The recent report by the Royal Academy of Engineering on synthetic biology3 takes care to discuss potential social and ethical implications of the new technology, and to recommend a programme of public engagement. But, nonetheless, it is difficult to avoid the conclusion that this is a document whose aim, fundamentally, is to promote a technology, emphasizing hypothetical future benefits and using a familiar rhetoric of potential national economic advantage to argue for new research funding in the area. In this context, assertions of the need to consider social and ethical consequences can be read as buttressing the argument that the technology is important enough to deserve more support.

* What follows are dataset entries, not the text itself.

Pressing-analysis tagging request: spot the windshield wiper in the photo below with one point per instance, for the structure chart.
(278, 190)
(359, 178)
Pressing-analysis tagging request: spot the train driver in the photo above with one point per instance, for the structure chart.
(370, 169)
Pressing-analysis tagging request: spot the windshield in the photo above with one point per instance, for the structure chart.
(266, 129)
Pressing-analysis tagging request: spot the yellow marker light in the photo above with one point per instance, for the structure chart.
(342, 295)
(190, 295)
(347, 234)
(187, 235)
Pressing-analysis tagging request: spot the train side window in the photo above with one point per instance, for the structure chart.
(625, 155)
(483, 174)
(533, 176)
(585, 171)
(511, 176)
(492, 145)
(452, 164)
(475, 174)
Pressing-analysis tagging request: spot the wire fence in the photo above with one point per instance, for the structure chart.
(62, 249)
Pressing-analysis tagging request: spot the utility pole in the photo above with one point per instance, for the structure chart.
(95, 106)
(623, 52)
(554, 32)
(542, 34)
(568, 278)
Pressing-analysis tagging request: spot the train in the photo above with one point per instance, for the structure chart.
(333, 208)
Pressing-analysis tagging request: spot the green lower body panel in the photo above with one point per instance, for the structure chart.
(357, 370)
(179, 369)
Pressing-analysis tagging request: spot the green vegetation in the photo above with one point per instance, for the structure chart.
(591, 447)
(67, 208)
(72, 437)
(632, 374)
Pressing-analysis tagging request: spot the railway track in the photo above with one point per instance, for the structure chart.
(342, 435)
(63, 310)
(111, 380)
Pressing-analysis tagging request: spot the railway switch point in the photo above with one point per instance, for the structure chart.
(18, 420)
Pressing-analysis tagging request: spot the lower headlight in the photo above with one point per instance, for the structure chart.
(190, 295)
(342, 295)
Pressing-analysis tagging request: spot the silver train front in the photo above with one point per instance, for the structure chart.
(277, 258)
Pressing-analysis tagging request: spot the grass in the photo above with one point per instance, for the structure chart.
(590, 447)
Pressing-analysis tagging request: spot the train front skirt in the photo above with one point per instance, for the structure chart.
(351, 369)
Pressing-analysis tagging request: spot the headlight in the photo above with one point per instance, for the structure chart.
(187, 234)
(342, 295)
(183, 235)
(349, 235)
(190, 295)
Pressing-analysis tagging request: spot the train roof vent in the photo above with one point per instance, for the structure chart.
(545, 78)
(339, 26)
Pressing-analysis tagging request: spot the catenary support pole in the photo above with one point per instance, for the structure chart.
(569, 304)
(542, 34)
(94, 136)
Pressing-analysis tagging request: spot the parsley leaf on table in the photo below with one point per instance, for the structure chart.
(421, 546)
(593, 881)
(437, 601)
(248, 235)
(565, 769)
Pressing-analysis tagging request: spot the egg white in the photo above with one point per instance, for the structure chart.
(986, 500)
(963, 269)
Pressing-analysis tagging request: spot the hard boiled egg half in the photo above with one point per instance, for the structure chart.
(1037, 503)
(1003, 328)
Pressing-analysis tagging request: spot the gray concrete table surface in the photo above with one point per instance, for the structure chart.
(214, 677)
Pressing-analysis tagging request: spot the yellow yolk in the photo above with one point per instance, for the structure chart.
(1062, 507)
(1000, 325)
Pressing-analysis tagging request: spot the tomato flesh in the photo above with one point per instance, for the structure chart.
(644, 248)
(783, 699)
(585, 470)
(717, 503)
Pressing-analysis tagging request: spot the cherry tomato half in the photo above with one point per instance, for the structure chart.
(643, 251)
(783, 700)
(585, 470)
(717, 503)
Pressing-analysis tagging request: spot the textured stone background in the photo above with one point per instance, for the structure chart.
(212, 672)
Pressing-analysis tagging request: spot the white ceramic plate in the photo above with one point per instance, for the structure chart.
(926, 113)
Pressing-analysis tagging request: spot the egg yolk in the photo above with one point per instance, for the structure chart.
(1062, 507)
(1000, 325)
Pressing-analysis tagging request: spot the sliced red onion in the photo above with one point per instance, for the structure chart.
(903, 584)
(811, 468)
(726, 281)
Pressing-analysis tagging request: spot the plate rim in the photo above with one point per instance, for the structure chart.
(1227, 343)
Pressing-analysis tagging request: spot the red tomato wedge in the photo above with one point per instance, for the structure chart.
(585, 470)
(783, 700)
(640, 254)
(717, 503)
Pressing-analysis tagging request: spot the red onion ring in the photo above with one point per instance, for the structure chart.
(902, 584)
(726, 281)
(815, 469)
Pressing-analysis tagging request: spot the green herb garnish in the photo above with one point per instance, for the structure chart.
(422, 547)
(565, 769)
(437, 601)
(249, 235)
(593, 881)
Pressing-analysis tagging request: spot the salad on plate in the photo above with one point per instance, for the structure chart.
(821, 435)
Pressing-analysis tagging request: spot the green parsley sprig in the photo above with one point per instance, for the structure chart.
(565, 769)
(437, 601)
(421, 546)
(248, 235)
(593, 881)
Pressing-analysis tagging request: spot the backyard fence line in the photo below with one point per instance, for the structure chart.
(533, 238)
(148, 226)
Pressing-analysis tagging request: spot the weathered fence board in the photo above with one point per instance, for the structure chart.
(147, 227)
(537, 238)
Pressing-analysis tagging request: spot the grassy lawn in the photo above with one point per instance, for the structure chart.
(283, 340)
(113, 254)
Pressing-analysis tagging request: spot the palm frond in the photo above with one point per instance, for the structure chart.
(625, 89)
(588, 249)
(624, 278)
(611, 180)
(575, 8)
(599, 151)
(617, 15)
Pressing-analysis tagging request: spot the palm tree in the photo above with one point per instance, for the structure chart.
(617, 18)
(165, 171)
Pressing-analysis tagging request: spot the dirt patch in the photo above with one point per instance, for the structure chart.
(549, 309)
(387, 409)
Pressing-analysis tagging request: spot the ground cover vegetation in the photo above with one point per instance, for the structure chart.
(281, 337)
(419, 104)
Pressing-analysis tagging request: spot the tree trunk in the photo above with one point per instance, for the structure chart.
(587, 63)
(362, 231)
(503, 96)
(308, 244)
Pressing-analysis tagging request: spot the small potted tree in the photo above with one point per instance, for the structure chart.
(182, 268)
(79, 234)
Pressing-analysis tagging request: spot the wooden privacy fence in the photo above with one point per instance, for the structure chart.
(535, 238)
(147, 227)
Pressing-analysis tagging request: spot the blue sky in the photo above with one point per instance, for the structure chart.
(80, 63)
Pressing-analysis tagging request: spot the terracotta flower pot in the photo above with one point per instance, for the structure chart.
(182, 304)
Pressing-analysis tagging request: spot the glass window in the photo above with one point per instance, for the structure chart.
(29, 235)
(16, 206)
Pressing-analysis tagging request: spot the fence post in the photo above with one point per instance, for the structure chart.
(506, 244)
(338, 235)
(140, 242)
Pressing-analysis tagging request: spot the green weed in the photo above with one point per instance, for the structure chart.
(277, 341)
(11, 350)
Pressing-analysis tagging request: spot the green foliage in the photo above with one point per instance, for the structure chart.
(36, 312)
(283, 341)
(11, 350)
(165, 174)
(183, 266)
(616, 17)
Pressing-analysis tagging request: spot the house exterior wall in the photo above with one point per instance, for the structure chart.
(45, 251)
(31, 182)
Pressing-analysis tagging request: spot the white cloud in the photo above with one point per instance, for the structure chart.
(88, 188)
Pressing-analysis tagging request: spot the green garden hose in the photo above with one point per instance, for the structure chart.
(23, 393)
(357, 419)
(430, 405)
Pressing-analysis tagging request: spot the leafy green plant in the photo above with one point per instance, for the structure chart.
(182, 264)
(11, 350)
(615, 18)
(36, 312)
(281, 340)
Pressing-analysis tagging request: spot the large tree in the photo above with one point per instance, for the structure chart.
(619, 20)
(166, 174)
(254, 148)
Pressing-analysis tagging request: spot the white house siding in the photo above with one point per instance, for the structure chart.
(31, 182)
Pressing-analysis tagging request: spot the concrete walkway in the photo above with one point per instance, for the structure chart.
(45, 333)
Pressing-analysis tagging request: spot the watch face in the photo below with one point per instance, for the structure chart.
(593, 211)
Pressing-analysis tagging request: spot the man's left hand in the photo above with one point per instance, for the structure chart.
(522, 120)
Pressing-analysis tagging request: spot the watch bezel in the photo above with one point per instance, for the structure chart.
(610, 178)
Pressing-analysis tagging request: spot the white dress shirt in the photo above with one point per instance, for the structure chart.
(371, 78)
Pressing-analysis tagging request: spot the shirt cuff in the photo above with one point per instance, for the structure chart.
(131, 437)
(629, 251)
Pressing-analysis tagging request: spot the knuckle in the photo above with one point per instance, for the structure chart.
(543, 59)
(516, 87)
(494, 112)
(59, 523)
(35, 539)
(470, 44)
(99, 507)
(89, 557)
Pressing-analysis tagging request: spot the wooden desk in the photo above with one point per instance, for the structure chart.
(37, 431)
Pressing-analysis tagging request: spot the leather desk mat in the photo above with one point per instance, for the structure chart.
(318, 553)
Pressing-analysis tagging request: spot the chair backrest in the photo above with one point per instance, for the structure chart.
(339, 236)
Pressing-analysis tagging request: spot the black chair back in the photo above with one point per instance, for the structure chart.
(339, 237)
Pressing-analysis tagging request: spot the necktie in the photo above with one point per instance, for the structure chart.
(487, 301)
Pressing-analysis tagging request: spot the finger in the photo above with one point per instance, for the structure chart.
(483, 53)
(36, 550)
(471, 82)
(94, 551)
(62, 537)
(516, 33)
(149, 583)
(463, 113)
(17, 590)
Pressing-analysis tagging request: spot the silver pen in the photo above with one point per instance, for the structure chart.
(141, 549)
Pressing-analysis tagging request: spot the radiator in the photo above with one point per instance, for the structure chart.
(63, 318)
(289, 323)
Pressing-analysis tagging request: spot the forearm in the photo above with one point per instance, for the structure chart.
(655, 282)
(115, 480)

Perhaps the political ramifications of geoengineering the climate are more obvious, and the uncertainties more pressing, making it inevitable that the recent report by the Royal Society on this subject4 has a much more nuanced tone. Although the report modestly positions itself as a “clarification of the scientific and technical aspects of geoengineering”, it rapidly becomes clear that a clean separation of the technical and political is not possible: “the politics of geoengineering are complex and contested, and the positions taken by scientists and other analysts may interweave policy preferences with technical judgements.”

In the face of profound uncertainty about the effectiveness of any technical strategy, and of the potential severity of its unanticipated consequences, questions about the degree to which such a strategy could be reversed, and how easy it would be to remediate any ill-effects, come to the fore. And when talking about reversibility, it is not just technical questions that are important. Our experience of other technologies show that societies, once committed to a particular technological course, can find it very difficult to reverse that commitment. The reasons for such technological 'lock-in' can be technical, but they can also be economic or socio-political.

The link between these discussions and the 2004 report on nanotechnology is perhaps most clearly seen in yet another report on nanotechnology, published by the UK's Royal Commission on Environmental Pollution (RCEP) last year5. Once again, the headlines generated by this report caricatured it as yet another rebuke for the UK government about slow progress in nanotoxicology. However, the RCEP report contained a very interesting discussion of emerging principles for the governance of new technologies in the face of profound uncertainties, and the authors of the geoengineering report have obviously been influenced by these discussions. We should, then, see the debate about nanotechnology that was initiated by the Royal Society and Royal Academy of Engineering in 2004 as an important milestone in developing a more mature societal framework for debating controversial new technologies.